“For I know the plans I have for you,” declares the Lord, “plans to prosper you and not to harm you, plans to give you hope and a future.” – Jeremiah 29:11

Barbados’ Prime Minister Mia Amor Mottley passionately delivered the 16th UNCTAD Raúl Prebisch Lecture – “Invisible Yet Indispensable” – in Geneva, Switzerland, on September 10, 2019. Her message was that, if ever there were a time when the world needed an international order to harness global efforts to tackle challenges too significant for any one nation, it is today. She focused on Climate change and the harmful impact of which is the lived reality for an increasing number of countries. She concluded, it is time to reinvent the international order. One that builds local resilience as well as promotes global competitiveness, for it will not stand if many of its members feel invisible and dispensable.

On October 4, Barbados Today reported that Professor Avinash Persaud, the Government’s chief economic adviser, shared that Barbadians have gone through the worst of the austerity period under the homegrown International Monetary Fund-backed economic restructuring programme. In addition to the restructuring of the national debt, he advised that the government, after public sector layoffs, has embarked on digitizing the public sector and retooling and retraining ex-public workers.

The next step in the programme is growing the economy. Professor Persaud said while the focus should be placed on technological developments, entrepreneurship, and youth development, the most critical change required is to shift from being production-driven to a people-driven economy.

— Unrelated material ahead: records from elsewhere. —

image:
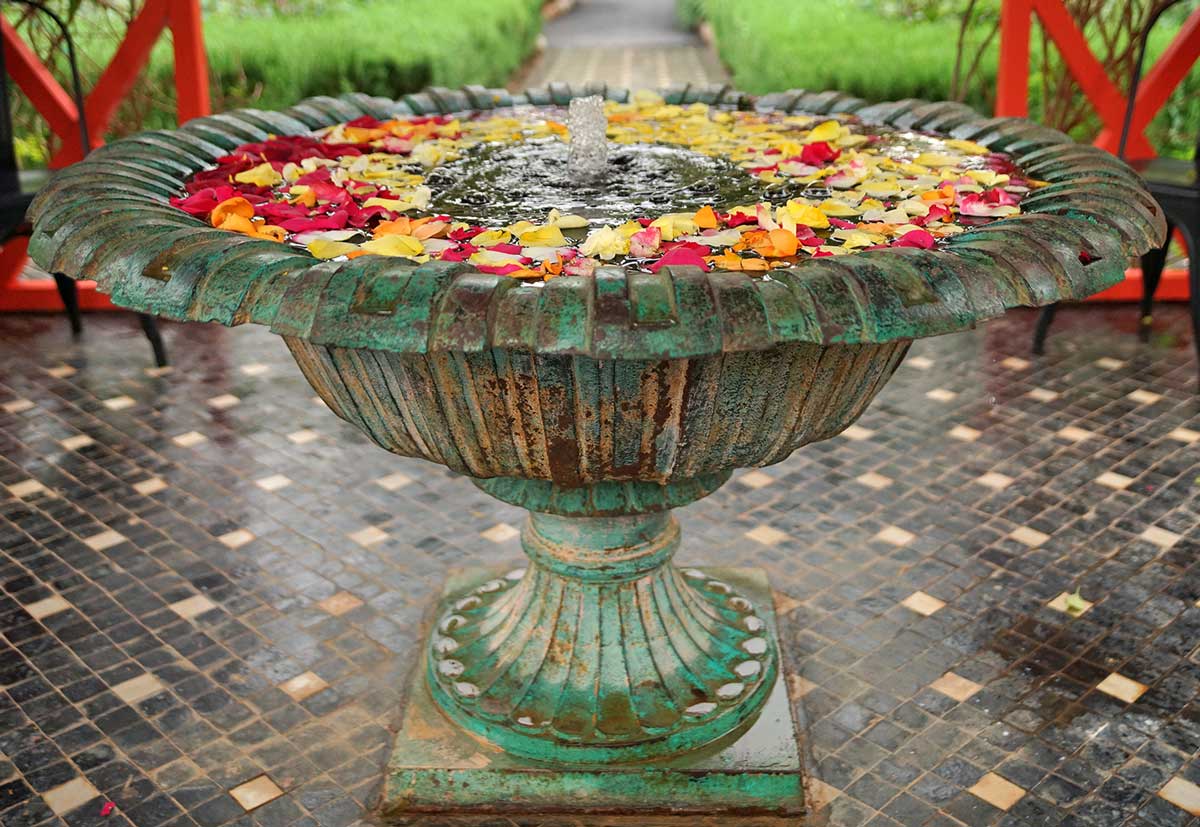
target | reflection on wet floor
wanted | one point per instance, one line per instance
(211, 588)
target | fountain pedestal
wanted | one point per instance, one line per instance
(599, 678)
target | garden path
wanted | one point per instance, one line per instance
(623, 42)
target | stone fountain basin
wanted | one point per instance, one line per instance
(579, 420)
(623, 376)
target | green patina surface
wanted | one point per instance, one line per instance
(108, 219)
(437, 768)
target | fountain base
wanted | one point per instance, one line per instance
(441, 774)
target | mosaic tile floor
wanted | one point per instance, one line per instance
(211, 588)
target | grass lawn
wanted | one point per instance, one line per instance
(847, 45)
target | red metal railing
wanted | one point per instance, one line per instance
(183, 18)
(1107, 99)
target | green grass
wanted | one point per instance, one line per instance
(846, 45)
(379, 47)
(268, 60)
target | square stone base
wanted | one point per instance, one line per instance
(439, 774)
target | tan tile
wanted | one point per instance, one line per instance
(767, 535)
(223, 402)
(1185, 435)
(304, 685)
(1183, 793)
(1121, 688)
(66, 797)
(105, 540)
(47, 606)
(857, 433)
(785, 603)
(1161, 537)
(895, 535)
(256, 792)
(138, 689)
(192, 606)
(799, 685)
(76, 442)
(755, 479)
(922, 604)
(501, 532)
(995, 480)
(820, 793)
(237, 538)
(1143, 396)
(369, 535)
(394, 481)
(1043, 394)
(955, 685)
(997, 791)
(1114, 480)
(874, 481)
(340, 603)
(1030, 537)
(153, 485)
(27, 489)
(1060, 605)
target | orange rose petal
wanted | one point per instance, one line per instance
(238, 223)
(784, 241)
(706, 217)
(235, 207)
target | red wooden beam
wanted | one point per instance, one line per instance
(1013, 73)
(1163, 78)
(191, 61)
(40, 87)
(192, 101)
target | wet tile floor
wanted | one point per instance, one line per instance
(211, 588)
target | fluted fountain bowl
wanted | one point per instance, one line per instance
(598, 402)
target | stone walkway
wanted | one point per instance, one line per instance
(636, 43)
(211, 588)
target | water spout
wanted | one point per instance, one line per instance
(588, 125)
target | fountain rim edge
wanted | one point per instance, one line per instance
(1093, 203)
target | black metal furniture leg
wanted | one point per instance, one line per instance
(1152, 264)
(70, 294)
(1039, 333)
(150, 328)
(1193, 239)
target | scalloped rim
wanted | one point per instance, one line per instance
(108, 219)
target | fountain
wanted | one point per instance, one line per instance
(599, 677)
(588, 126)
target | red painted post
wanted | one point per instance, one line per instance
(53, 102)
(191, 61)
(1013, 75)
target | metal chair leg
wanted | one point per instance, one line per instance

There is a home-grown Shepherding Model ready to be implemented. This Model consists of four well-documented systems: (1) The identification and selection of entrepreneurs with export potential projects; (2) the assignment of a shepherd from “Day 1” to implement the Shepherding practice with the support of a well-researched shepherding tool; (3) the attractive and innovative capitalization of an investment fund, which mobilizes private-sector savings for investments; and (4) an integrated seed, equity and working capital fund management system designed to meet the needs of the entrepreneur at every stage along the journey to sustainable success.

The two most essential observations associated with the Shepherding Model are:  (1) the traditional loan instrument is not appropriate for start-up entrepreneurs, and (2) Shepherding mitigates the risk of business failure and hence secures the seed/equity/working capital investment.

The single most important constraint is the appropriate capitalization of the seed/equity/working capital investment fund. The solution for this lies in the Prime Minister’s call for an international order to harness global efforts to tackle challenges too significant for any one nation.

As we escape from the worst of the austerity period under the International Monetary Fund backed Barbados Economic Recovery and Transformation (BERT) program, we emerge to an expectation of better things ahead. The beaming rays of Professor Persaud’s vision, which penetrate an atmosphere of struggle, shed hope for a better future.